🤖 AI Summary
This work investigates whether large language models (LLMs) can non-literalize numbers—akin to humans—in contexts involving hyperbole and pragmatic halo effects, focusing on their pragmatic inference capabilities. Method: We first decompose the Rational Speech Act (RSA) framework into empirically testable submodules, then conduct human–model behavioral comparison experiments and evaluate pragmatic reasoning using a dedicated benchmark. This reveals that LLM failures stem from flawed inference mechanisms—not knowledge gaps. Building on this diagnosis, we propose an RSA-inspired chain-of-thought prompting method. Contribution/Results: Our approach significantly improves LLM alignment with human judgments on numerical non-literal interpretation tasks. Key contributions include: (1) establishing an interpretable, cognitively grounded diagnostic pathway for model–human alignment; (2) identifying critical breakpoints in LLM pragmatic reasoning; and (3) providing a theoretically motivated intervention strategy—advancing a new paradigm for developing human-aligned language models.
📝 Abstract
Humans naturally interpret numbers non-literally, effortlessly combining context, world knowledge, and speaker intent. We investigate whether large language models (LLMs) interpret numbers similarly, focusing on hyperbole and pragmatic halo effects. Through systematic comparison with human data and computational models of pragmatic reasoning, we find that LLMs diverge from human interpretation in striking ways.
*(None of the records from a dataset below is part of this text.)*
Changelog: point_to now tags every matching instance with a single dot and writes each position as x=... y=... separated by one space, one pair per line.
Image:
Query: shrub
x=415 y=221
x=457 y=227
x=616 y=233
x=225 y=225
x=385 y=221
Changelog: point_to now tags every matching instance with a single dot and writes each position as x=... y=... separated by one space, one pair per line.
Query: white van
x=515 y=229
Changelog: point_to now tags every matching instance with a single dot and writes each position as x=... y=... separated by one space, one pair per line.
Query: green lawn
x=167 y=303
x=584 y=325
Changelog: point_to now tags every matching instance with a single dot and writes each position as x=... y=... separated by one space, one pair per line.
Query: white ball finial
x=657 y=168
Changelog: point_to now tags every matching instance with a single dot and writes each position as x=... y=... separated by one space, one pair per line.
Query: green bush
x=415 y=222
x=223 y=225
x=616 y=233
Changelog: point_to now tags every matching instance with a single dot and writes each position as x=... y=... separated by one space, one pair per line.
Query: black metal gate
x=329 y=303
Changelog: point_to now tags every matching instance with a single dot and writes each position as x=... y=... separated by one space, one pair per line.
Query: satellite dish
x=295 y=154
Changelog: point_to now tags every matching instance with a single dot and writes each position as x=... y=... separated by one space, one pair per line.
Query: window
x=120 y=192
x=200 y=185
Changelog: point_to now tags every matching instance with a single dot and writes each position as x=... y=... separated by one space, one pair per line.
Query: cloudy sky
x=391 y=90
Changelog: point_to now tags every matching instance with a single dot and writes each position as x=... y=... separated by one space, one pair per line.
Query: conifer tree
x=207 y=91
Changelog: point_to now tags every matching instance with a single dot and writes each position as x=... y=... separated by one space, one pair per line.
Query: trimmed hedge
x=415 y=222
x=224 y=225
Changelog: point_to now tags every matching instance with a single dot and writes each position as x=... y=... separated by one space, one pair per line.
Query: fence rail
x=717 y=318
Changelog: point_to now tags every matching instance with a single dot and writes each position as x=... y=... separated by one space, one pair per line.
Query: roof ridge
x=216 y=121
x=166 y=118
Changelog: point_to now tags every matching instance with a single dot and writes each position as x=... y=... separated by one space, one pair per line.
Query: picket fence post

By decomposing pragmatic reasoning into testable components, grounded in the Rational Speech Act framework, we pinpoint where LLM processing diverges from human cognition -- not in prior knowledge, but in reasoning with it. This insight leads us to develop a targeted solution -- chain-of-thought prompting inspired by an RSA model makes LLMs' interpretations more human-like. Our work demonstrates how computational cognitive models can both diagnose AI-human differences and guide development of more human-like language understanding capabilities.